Il programma della prima edizione guarda anche alla storia della serialità francese. Thierry Godard, tra i volti più riconoscibili della televisione francese, sarà il padrino del festival e riceverà il Premio d’onore.
Godard e Nade Dieu saranno inoltre protagonisti di un appuntamento dedicato a Un Village français, mentre il festival celebrerà i vent’anni di Engrenages, conosciuta a livello internazionale con il titolo Spiral. Tra gli ospiti legati alla serie anche la creatrice e produttrice Alexandra Clert.
Nel corso della manifestazione saranno inoltre assegnati il Premio speciale a Moussa Maaskri e l’Icon Award a Véronique Jannot.
Il Nantes Films & Series Festival de la Butte nasce sulla Butte Sainte-Anne, quartiere storico di Nantes, città natale di Jules Verne. Tra il museo dedicato allo scrittore, il Jardin extraordinaire, la Loira e gli antichi cantieri navali, la manifestazione punta a creare un rapporto diretto tra artisti, abitanti e pubblico.
Tutte le proiezioni, i talk e le masterclass in programma dal 3 al 6 settembre saranno gratuiti e aperti a tutti, fino a esaurimento dei posti disponibili.
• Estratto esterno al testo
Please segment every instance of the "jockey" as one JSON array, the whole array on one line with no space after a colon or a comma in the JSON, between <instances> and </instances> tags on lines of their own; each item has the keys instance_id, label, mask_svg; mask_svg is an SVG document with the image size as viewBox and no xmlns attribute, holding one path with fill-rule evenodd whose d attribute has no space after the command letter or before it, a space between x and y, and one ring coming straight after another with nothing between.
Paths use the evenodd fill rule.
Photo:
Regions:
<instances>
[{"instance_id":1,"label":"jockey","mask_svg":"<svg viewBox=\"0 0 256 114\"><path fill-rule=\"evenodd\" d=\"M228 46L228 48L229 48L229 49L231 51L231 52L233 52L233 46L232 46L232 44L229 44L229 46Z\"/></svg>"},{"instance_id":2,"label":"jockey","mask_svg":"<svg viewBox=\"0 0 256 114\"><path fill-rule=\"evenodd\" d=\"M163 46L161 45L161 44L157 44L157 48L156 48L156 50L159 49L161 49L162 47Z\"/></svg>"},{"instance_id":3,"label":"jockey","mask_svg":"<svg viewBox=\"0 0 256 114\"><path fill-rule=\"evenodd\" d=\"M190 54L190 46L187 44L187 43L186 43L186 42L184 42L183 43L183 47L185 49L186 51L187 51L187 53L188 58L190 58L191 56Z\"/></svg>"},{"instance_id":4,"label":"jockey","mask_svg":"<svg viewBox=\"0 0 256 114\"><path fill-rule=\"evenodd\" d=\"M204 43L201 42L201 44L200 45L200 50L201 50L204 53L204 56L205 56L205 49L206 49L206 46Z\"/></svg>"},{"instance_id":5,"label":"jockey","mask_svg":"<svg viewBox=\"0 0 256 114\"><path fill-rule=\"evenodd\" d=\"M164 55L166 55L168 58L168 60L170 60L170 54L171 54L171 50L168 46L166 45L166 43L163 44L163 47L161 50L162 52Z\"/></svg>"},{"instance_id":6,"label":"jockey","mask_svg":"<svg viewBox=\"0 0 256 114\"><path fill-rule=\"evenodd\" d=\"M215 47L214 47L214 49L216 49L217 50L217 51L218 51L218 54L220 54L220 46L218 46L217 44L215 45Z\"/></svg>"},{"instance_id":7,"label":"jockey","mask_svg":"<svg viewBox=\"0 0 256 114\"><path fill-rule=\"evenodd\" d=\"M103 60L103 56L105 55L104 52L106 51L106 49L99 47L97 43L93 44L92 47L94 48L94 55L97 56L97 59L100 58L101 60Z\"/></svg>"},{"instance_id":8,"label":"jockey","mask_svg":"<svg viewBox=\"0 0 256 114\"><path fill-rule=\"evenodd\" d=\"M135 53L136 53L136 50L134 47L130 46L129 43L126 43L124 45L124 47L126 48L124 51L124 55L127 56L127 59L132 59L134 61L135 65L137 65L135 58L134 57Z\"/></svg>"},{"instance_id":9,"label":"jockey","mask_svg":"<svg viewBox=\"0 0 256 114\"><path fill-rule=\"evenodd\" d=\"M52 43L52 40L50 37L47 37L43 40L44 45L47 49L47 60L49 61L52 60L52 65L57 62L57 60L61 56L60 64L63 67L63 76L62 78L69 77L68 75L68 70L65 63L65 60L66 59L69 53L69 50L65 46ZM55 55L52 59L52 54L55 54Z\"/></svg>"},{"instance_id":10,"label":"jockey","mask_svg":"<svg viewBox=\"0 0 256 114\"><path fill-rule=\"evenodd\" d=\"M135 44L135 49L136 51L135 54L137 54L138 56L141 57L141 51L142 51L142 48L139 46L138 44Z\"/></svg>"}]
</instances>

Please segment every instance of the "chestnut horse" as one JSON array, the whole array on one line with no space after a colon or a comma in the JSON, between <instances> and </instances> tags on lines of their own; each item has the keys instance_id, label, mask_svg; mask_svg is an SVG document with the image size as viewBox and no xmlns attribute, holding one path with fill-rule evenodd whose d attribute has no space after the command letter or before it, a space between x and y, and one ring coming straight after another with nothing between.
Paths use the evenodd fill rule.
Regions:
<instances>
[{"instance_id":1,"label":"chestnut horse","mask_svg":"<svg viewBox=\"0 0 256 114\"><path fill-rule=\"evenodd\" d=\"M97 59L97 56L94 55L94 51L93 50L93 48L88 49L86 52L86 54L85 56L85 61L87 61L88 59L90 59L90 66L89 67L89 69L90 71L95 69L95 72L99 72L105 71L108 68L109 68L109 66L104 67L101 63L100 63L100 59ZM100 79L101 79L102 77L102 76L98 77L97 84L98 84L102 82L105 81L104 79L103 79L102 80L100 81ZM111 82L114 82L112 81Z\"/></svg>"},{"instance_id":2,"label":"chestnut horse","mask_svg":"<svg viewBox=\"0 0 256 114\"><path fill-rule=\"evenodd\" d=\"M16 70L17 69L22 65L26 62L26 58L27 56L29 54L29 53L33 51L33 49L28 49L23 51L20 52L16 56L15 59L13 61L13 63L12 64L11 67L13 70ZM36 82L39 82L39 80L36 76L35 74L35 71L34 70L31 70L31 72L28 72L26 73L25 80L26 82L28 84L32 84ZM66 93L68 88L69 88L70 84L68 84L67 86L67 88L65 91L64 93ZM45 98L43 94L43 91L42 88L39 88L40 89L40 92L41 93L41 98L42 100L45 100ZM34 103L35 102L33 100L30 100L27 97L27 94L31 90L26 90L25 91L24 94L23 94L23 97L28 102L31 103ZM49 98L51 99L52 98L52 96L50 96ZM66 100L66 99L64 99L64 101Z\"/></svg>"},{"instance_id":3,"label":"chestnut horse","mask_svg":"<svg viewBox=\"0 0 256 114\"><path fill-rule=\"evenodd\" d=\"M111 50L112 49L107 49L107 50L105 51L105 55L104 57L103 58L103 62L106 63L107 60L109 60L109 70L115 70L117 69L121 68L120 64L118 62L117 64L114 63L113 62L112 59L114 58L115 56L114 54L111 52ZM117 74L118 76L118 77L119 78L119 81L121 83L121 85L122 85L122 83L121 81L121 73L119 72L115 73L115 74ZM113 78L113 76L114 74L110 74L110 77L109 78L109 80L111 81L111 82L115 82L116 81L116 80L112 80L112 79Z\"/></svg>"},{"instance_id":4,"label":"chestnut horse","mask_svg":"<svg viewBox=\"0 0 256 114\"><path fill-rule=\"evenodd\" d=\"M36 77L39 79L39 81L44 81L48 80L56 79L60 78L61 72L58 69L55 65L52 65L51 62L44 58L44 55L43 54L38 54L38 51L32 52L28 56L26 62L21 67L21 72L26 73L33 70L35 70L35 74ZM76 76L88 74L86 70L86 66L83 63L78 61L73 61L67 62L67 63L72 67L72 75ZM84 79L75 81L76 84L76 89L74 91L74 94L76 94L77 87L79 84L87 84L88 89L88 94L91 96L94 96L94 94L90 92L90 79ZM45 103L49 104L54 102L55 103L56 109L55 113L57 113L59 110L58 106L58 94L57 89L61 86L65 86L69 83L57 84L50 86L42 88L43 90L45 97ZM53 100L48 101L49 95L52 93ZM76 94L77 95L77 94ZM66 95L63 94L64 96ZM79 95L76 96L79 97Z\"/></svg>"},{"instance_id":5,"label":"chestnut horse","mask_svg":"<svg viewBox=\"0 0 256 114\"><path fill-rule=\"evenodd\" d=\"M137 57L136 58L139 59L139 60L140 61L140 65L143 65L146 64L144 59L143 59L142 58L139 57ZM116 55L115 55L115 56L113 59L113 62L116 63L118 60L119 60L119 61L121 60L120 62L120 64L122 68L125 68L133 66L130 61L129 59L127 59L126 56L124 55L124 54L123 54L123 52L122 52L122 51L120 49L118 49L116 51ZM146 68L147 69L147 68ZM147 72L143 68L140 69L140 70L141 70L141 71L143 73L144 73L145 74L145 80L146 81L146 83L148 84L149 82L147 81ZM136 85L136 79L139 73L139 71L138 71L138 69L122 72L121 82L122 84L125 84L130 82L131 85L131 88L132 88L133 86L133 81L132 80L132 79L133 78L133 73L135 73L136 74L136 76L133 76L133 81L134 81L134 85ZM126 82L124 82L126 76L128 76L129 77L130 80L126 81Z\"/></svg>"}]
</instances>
«Ho voluto creare un festival in cui gli artisti non vengano soltanto a presentare un’opera, ma possano raccontare il proprio percorso, il proprio mestiere e ciò che li anima», spiega la fondatrice e direttrice Sandrine Aloa-Mani. L’obiettivo è costruire un appuntamento accessibile e umano, radicato nel territorio e capace di creare connessioni tra generazioni, professioni e culture.
Con la presenza di Cristina Donadio e l’apertura di uno spazio permanente dedicato alla creazione italiana, la prima edizione del Nantes Films & Series Festival de la Butte si presenta così anche come un’occasione di dialogo culturale tra Francia e Italia, attraverso il linguaggio condiviso del cinema e della serialità.